A paired t-test was used to compare the mean levels of both anterior and posterior dpERK between wild type and mutant embryos of interest. For this analysis, dpERK gradients were extracted from 20-30 wild type and mutant embryos, and the dpERK levels were determined as described in Suppl. Fig. 1. To examine the correlation between the amount of Bcd and level of MAPK phosphorylation, a generalized linear model (GLM) was employed with copies of bcd as the independent variable and either the anterior or posterior dpERK levels as the response variable. Similarly, GLM was also used to show the correlation between the bcd copy number and the Cic asymmetry where Cic asymmetry is defined as the ratio of anterior to posterior repressions of Cic as described in Suppl. Fig. 1.

Supplementary Material

01

Supplemental Figure 1: Quantification of MAPK Phosphorylation and Cic downregulation

(A) The anterior (left) and posterior (right) dpERK gradients are fitted with a Gaussian curve independently and the peak levels of these fitted Gaussians are used as anterior and posterior levels of MAPK phosphorylation respectively.

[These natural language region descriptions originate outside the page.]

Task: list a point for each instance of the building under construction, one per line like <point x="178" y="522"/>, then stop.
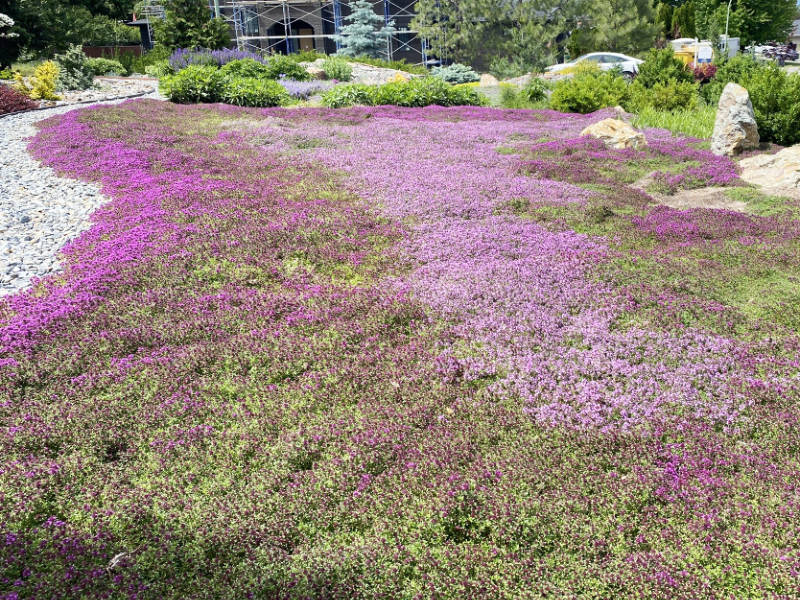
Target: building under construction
<point x="288" y="26"/>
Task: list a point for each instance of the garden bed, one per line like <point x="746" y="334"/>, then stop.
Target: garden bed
<point x="400" y="353"/>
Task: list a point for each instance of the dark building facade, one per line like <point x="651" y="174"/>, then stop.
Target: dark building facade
<point x="288" y="26"/>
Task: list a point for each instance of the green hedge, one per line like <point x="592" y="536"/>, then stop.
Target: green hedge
<point x="775" y="95"/>
<point x="417" y="92"/>
<point x="589" y="90"/>
<point x="202" y="83"/>
<point x="249" y="91"/>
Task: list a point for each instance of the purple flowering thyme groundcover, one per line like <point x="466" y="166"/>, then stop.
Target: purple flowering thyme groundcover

(B) The anterior (left) and posterior (right) troughs of Cic gradients are fitted with inverted Gaussians and the differences between minima of these curves and the base line are used as anterior and posterior Cic repressions respectively.

Acknowledgement

We thank Eric Wieschaus, Trudi Schüpbach, Mark Lemmon, Ruth Steward, Alex Ninfa, Sofia Merajver, Mike Levine, Alexey Veraksa, Marla Tipping, and all members of the Shvartsman lab for helpful discussions and comments on the paper. We thank Eric Wieschaus, Oliver Grimm, Nathalie Dostatni, Steve Small, Steve Hanes, and Julien Dubuis for flies and reagents. We are grateful to Nir Yakoby and Jeremy Zartman for help with molecular characterization of the Bcd-A9 flies, and to Alistair Boettiger for his contribution to the development of image processing tools. SYS is supported by the R01 GM078079 NIH grant. ZP is supported by grants from the Israel Science Foundation (Center of Excellence; 180/09), Israel Cancer Research Fund and the Król Charitable Foundation. GJ is supported by the Spanish Ministry of Science and Education (BFU2005-02673) and ICREA.